Vector \(\overrightarrow{\mathbf{B}}\) has magnitude 7.1 and direction \(14^{\circ}\) below the \(+x\) -axis. Vector \(\quad \overrightarrow{\mathbf{C}}\) has \(x\) -component \(C_{x}=-1.8\) and \(y\) -component \(C_{y}=-6.7 .\) Compute \((a)\) the \(x-\) and \(y\) -components of \(\overrightarrow{\mathbf{B}} ;\) (b) the magnitude and direction of \(\overrightarrow{\mathbf{C}} ;\) (c) the magnitude and direction of \(\overrightarrow{\mathbf{C}}+\overrightarrow{\mathbf{B}} ;\) (d) the magnitude and direction of \(\overrightarrow{\mathbf{C}}-\overrightarrow{\mathbf{B}} ;\) (e) the \(x\) - and \(y\) -components of \(\overrightarrow{\mathbf{C}}-\overrightarrow{\mathbf{B}}\)

To find the \(x\) and \(y\) components of vector \(\overrightarrow{\mathbf{B}}\), we can use the magnitude and direction of the vector and trigonometric functions. We have: \(B_x = B \cos\theta\) \(B_y = B \sin\theta\) Where \(B\) = 7.1 (magnitude of \(\overrightarrow{\mathbf{B}}\)) and \(\theta = 14^{\circ}\) (angle below the \(+x\)-axis). \(B_x = 7.1 \cos(14^{\circ})\) \(B_y = -7.1 \sin(14^{\circ})\) After calculating these values, we get: \(B_x \approx 6.83\) \(B_y \approx -1.70\)

We can find the magnitude of vector \(\overrightarrow{\mathbf{C}}\) using the Pythagorean theorem: \(C = \sqrt{(-1.8)^2 + (-6.7)^2}\) After calculating this value, we get: \(C\approx7.22\) To find the angle, we can use the inverse tangent function: \(\phi = \tan^{-1}\left(\frac{C_y}{C_x}\right)\) \(\phi = \tan^{-1}\left(\frac{-6.7}{-1.8}\right)\) After calculating this value, we get: \(\phi = 104.70^{\circ}\) (measured counter-clockwise from the \(x\)-axis)

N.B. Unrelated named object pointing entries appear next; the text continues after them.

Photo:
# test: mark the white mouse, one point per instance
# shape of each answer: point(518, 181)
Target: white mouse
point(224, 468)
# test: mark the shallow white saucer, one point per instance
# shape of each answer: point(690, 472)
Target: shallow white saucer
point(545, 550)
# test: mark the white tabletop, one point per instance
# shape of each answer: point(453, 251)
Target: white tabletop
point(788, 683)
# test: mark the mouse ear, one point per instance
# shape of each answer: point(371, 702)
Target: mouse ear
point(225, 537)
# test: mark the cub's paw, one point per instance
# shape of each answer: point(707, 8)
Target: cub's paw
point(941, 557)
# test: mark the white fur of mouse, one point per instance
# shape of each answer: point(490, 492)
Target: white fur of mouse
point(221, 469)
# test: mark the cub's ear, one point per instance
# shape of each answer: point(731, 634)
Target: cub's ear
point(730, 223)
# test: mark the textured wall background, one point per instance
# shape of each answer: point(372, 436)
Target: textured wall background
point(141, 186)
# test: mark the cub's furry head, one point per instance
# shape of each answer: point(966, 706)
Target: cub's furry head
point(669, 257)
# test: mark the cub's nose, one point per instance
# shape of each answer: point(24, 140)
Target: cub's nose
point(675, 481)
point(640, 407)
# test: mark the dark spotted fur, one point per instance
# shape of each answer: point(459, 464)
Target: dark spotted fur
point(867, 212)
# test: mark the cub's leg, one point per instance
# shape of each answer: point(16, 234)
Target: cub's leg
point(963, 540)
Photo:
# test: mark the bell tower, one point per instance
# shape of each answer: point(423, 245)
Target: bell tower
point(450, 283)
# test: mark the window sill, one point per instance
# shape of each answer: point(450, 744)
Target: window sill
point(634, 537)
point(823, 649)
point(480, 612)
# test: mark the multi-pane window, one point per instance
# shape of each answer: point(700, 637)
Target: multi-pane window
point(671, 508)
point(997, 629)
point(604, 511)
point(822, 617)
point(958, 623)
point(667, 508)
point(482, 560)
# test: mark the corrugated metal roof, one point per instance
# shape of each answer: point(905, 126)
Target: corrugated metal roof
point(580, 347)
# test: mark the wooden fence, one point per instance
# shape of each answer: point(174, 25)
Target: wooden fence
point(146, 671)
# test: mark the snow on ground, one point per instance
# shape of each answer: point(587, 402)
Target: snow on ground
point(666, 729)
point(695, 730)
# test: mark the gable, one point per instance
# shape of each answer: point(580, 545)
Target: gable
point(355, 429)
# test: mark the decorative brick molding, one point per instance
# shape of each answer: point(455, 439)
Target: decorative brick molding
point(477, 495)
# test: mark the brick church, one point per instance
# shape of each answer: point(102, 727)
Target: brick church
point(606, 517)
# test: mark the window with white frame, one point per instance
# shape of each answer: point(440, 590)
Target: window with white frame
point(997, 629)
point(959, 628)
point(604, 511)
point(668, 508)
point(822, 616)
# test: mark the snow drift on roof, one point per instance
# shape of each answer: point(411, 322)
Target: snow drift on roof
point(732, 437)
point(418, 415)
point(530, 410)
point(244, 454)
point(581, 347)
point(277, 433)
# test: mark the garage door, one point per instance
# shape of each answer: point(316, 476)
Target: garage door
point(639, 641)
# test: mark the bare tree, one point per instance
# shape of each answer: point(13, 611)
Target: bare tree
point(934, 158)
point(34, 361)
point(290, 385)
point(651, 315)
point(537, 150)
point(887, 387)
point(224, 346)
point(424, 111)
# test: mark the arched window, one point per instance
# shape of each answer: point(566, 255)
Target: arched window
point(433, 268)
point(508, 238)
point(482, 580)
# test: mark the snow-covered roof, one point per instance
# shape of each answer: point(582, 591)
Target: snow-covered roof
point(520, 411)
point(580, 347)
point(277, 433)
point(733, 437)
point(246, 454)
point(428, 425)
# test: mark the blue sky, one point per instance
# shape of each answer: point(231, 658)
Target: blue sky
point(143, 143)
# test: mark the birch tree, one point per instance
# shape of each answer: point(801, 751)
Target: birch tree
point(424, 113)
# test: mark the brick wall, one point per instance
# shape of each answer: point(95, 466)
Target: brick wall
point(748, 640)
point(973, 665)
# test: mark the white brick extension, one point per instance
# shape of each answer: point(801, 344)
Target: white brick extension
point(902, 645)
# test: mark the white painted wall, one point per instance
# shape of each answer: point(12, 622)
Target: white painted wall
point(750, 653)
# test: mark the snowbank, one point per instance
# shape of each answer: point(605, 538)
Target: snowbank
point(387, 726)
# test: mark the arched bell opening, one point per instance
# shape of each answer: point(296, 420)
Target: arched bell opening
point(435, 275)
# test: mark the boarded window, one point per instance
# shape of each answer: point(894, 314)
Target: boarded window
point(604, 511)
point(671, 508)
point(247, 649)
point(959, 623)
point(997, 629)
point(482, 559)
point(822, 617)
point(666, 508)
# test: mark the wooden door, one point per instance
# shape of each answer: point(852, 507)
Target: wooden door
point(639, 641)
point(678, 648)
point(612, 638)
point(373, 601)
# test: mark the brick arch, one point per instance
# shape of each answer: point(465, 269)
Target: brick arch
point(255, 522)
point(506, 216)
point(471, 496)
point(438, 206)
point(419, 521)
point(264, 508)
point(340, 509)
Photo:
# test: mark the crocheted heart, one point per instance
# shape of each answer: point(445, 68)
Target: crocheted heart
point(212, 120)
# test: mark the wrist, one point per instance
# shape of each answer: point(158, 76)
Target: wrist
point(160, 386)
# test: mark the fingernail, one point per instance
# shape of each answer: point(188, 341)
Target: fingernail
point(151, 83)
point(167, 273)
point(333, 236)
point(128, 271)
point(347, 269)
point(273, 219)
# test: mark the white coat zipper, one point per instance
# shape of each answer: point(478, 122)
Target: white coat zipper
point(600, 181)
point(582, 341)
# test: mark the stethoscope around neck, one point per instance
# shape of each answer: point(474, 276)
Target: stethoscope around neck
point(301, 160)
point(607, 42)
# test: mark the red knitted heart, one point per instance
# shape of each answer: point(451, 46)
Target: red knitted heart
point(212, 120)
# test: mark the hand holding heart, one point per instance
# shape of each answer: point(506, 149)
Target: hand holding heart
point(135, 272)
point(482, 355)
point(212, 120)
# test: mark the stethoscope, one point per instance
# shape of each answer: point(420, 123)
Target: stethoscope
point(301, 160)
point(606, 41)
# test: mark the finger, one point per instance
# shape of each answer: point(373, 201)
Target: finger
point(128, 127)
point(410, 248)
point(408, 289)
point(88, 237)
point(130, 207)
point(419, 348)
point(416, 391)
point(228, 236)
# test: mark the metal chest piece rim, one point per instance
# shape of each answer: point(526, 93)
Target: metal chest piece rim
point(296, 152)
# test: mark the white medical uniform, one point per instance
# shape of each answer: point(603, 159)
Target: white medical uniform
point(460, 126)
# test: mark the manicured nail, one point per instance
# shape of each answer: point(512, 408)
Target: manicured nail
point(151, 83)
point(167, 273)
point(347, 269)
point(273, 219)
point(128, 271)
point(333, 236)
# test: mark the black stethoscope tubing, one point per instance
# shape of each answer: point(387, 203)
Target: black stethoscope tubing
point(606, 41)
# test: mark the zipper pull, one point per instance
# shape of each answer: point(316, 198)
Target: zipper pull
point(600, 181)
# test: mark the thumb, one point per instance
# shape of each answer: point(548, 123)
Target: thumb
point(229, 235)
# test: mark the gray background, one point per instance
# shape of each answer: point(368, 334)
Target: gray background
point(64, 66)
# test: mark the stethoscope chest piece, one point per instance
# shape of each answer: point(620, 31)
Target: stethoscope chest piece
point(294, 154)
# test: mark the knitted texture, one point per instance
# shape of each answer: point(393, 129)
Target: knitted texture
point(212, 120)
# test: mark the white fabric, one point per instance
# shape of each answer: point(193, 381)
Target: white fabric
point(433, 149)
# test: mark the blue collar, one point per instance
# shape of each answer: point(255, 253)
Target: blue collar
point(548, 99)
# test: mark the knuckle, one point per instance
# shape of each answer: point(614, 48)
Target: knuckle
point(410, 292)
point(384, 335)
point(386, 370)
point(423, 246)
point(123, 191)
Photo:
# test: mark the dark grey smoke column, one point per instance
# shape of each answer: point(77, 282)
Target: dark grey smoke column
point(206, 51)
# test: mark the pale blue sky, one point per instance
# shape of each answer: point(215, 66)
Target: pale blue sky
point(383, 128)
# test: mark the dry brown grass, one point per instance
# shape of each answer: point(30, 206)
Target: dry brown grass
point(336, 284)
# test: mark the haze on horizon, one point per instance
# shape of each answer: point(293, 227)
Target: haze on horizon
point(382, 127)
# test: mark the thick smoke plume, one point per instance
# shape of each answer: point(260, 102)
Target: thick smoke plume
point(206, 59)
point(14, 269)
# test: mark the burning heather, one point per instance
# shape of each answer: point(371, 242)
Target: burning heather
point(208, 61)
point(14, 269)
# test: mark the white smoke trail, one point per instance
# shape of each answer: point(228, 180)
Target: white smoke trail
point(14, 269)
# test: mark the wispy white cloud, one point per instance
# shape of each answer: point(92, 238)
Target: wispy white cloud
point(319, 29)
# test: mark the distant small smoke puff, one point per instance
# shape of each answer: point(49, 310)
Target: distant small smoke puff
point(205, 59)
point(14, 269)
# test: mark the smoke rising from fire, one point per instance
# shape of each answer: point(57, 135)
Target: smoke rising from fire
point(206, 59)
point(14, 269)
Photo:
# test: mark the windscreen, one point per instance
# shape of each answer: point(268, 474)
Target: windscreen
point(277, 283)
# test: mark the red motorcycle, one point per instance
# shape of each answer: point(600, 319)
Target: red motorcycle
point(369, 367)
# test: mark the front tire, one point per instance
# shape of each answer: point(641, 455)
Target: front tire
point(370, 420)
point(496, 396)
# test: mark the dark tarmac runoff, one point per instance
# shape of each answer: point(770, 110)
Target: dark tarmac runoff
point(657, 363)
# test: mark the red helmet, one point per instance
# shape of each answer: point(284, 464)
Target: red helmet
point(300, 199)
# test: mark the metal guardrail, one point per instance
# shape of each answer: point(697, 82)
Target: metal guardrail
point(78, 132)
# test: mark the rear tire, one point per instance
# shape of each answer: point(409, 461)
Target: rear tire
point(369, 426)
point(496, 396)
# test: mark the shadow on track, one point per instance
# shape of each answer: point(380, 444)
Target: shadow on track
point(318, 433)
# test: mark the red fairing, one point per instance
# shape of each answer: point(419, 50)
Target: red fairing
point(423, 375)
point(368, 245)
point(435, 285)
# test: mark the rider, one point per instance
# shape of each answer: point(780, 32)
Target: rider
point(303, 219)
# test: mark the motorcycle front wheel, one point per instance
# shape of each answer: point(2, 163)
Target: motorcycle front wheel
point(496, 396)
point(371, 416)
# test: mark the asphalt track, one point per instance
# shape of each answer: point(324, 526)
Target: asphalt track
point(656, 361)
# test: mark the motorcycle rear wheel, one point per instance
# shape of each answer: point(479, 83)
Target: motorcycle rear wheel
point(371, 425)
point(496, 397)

To find the sum of two vectors, we first add their corresponding components: \(D_x = C_x + B_x\) \(D_y = C_y + B_y\) \(D_x = -1.8 + 6.83\) \(D_y = -6.7 + (-1.70)\) After calculating these values, we get: \(D_x \approx 5.03\) \(D_y \approx -8.40\) Now, to find the magnitude of vector \(\overrightarrow{\mathbf{D}} = \overrightarrow{\mathbf{C}} + \overrightarrow{\mathbf{B}}\), we can use the Pythagorean theorem: \(D = \sqrt{(5.03)^2 + (-8.4)^2}\) After calculating this value, we get: \(D\approx9.74\) To find the angle, we can use the inverse tangent function: \(\psi = \tan^{-1}\left(\frac{D_y}{D_x}\right)\) \(\psi = \tan^{-1}\left(\frac{-8.4}{5.03}\right)\) After calculating this value, we get: \(\psi\approx59.37^{\circ}\) (measured counter-clockwise from the \(x\)-axis)

To find the difference of two vectors, we subtract their corresponding components: \(E_x = C_x - B_x\) \(E_y = C_y - B_y\) \(E_x = -1.8 - 6.83\) \(E_y = -6.7 - (-1.7)\) After calculating these values, we get: \(E_x \approx -8.63\) \(E_y \approx -5.00\) Now, to find the magnitude of vector \(\overrightarrow{\mathbf{E}} = \overrightarrow{\mathbf{C}} - \overrightarrow{\mathbf{B}}\), we can use the Pythagorean theorem: \(E = \sqrt{(-8.63)^2 + (-5.00)^2}\) After calculating this value, we get: \(E\approx10.03\) To find the angle, we can use the inverse tangent function: \(\chi = \tan^{-1}\left(\frac{E_y}{E_x}\right)\) \(\chi = \tan^{-1}\left(\frac{-5.00}{-8.63}\right)\) After calculating this value, we get: \(\chi\approx30.04^{\circ}\) (measured counter-clockwise from the \(x\)-axis)

Since we have already found the components of \(\overrightarrow{\mathbf{E}} = \overrightarrow{\mathbf{C}} - \overrightarrow{\mathbf{B}}\) in Part (d), we can simply list them: \(E_x \approx -8.63\) \(E_y \approx -5.00\)